PRL, although I am a chemist by training, what I do is closer to physics, so definitely PRL. Without even thinking about it!
Best crafted paper you’ve read recently?
Recently I was writing an introduction to a paper and I had to give some historical perspective. I went back to a paper from the guy who won the Nobel Prize for X-ray photoelectron spectroscopy in the 1980s, Kai Siegbahn, and started to read his papers. I found one from the 1970s, and it was beautiful. It’s a long paper, I think 30 pages, it covers so many aspects in real depth and its beautifully written (A Discussion on photoelectron spectroscopy - Electron spectroscopy for chemical analysis). And the spectra are incredible, when you think these were collected in the 60s and 70s and they are better than many things we collect today. It’s in Phil. Trans. which is another journal I love.
Who’s papers always make you read deeper?
There is one person, Nicola Spaldin. I had to - on very short notice - jump into teaching dielectrics and magnetism to first years at Imperial and write a 10 lecture course. I came across some of her papers on the modern theory of polarisation and the way she writes it just makes you want to know more and to go further. I give my students links to her papers and it’s surprising how many of them actually read them and come back to me to talk about them. It’s so accessible and yet it goes so deep. They have this special touch, no matter if you are a first year undergrad or an established researcher, they get you interested.

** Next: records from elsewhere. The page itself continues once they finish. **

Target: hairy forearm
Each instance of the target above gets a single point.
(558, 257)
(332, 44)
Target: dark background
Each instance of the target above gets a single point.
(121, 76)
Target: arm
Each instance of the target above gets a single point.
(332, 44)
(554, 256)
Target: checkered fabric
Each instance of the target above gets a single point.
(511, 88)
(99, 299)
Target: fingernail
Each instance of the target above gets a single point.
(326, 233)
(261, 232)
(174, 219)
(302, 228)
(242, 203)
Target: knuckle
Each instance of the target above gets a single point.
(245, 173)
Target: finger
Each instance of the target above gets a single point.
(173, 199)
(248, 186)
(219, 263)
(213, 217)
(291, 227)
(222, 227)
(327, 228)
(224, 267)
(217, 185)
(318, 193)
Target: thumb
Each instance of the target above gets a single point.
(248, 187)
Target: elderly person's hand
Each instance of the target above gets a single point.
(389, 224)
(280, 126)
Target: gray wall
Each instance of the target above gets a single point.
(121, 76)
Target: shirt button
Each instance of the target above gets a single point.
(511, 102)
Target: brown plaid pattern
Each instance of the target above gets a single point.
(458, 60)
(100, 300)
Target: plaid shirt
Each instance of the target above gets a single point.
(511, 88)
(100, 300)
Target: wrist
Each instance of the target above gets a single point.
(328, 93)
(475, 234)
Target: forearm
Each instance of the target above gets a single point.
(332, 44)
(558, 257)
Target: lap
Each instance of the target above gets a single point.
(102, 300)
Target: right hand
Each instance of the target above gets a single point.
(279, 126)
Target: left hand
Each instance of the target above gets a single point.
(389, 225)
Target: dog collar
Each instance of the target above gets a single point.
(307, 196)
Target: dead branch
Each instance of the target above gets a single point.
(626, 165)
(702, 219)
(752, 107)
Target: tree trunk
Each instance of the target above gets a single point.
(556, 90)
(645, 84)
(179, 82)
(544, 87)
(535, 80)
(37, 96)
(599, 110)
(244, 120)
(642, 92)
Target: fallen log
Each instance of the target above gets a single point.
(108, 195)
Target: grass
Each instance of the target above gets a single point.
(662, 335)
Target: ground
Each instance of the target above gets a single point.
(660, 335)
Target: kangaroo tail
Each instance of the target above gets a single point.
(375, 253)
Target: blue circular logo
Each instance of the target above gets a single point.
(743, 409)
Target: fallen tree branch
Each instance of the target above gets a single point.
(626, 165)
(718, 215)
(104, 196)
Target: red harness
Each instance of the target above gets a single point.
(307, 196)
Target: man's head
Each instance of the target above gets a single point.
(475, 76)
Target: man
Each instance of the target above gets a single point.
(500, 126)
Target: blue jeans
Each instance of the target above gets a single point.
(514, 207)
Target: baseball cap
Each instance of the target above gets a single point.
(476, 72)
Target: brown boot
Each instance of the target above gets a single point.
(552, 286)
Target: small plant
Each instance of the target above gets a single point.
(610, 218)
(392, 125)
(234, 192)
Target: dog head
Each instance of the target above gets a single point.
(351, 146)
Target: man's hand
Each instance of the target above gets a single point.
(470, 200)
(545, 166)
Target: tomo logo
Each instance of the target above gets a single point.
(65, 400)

Anna’s choice cuts from Nicola Spaldin:
- A beginner’s guide to the modern theory of polarization
- Why Are There so Few Magnetic Ferroelectrics?
- Magnetic Materials Fundamentals and Applications
MRS fall meeting. I mean, its just that everyone I want to meet is there. It’s maybe not necessarily the conference, but the social aspect of it and getting to see all the Americans that I collaborate with.
Best conference catering?
Well, it’s not going to be MRS!! They had the European Solid State Conference in Vienna a few years back. I might be biased as I am Austrian, but the catering was amazing, sausages, pretzels, pastries and even good coffee, which is not something you often find at a conference! And they had the conference dinner in the town hall of Vienna, which is a beautiful grand setting.
Worst Conference catering?
I once went to a conference in Taiwan and chicken feet was a reoccurring theme. I found that a bit hard to deal with!
What do you do outside materials?
Horticulture! This is my go to, when I need to not think about work. I love to garden, you can do a little or you can do a lot. I have a lot of veg, a lot of flowers, I propagate seeds and cuttings. There’s a lot of slugs this year, but I have a materials scientist solution - copper tape everywhere!
Any top tips of botanical gardens?
Actually I mainly go when I travel for conferences. So - Phoenix is really different, because it’s in the desert. San Fransisco is also great. I have never been to Edinburgh, but apparently it is incredible and has the best alpine section. Oh and also, Isles of Scilly, there’s a garden in an old friary, on one of the islands and it is awesome, hard to get to but worth it!
Whiskey or gin?
Both! But also Tequila, Tequila is my go to drink after a hard day.